At the end of 2018, Inuvo reported a yearly loss of $5.9 million on revenue of $73 million. On Aug. 14, the Little Rock tech firm reported another quarterly loss of $1.95 million, or six cents per share, for the period ended June 30, compared to a net loss of $832,000 or three cents per share, in the same period a year ago.

According to SEC filings, Inuvo was expected to receive a $2.8 million breakup fee and certain other reimbursements related to the failed deal. However, Inuvo said on June 20 that it came to an agreement with ConversionPoint for the forgiveness of a $1.1 million loan, a payment of $125,000 in cash from the transfer of assets, and the transfer of clients associated with the AI-related business that had a revenue run rate of nearly $50,000 per month.
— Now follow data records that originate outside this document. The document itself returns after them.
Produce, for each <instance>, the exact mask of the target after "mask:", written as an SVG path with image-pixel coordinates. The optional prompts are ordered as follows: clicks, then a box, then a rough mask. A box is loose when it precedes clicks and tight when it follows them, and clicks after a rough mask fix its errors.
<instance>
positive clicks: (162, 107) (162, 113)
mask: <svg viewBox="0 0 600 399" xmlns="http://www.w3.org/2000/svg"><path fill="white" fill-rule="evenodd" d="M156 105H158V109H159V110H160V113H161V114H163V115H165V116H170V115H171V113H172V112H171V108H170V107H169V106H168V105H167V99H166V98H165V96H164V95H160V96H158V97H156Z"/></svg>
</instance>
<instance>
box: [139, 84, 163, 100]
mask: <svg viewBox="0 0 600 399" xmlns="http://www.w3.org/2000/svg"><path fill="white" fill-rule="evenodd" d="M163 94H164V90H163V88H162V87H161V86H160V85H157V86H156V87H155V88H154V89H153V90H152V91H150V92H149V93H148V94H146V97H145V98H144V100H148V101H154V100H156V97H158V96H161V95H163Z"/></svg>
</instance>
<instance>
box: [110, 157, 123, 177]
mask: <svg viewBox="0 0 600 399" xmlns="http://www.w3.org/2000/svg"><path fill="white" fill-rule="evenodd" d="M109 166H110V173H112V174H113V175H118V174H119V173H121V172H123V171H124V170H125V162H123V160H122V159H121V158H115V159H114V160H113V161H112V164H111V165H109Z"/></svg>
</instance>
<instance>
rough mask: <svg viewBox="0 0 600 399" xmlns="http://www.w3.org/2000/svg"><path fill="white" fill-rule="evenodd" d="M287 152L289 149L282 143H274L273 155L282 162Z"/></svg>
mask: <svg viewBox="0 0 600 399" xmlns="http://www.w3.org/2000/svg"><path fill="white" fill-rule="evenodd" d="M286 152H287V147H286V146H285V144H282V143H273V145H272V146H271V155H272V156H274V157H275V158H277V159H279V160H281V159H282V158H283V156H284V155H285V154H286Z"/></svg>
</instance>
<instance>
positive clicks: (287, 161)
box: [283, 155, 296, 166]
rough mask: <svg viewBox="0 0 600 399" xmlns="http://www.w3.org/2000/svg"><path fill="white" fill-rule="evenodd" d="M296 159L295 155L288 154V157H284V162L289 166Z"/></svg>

As of today, about 16% of Inuvo shares are owned by company insiders and the tech firm’s largest shareholders include Howe and former Acxiom Chairman and CEO Charles Morgan. Howe, who also held several executive roles at Acxiom, held 1,112,300 shares as of Aug. 18, according to the latest Form 4 filing with the SEC. In his role as Inuvo’s lead independent director, Morgan held 2,061,200 shares of Inuvo stock as of March 28.

Inuvo, which has about 60 employees at its headquarters in Little Rock’s River Market district, also has several other company executives and board directors that are major holders of the company’s stock, which closed at only 25 cents per share in Monday’s session on the New York Stock Exchange.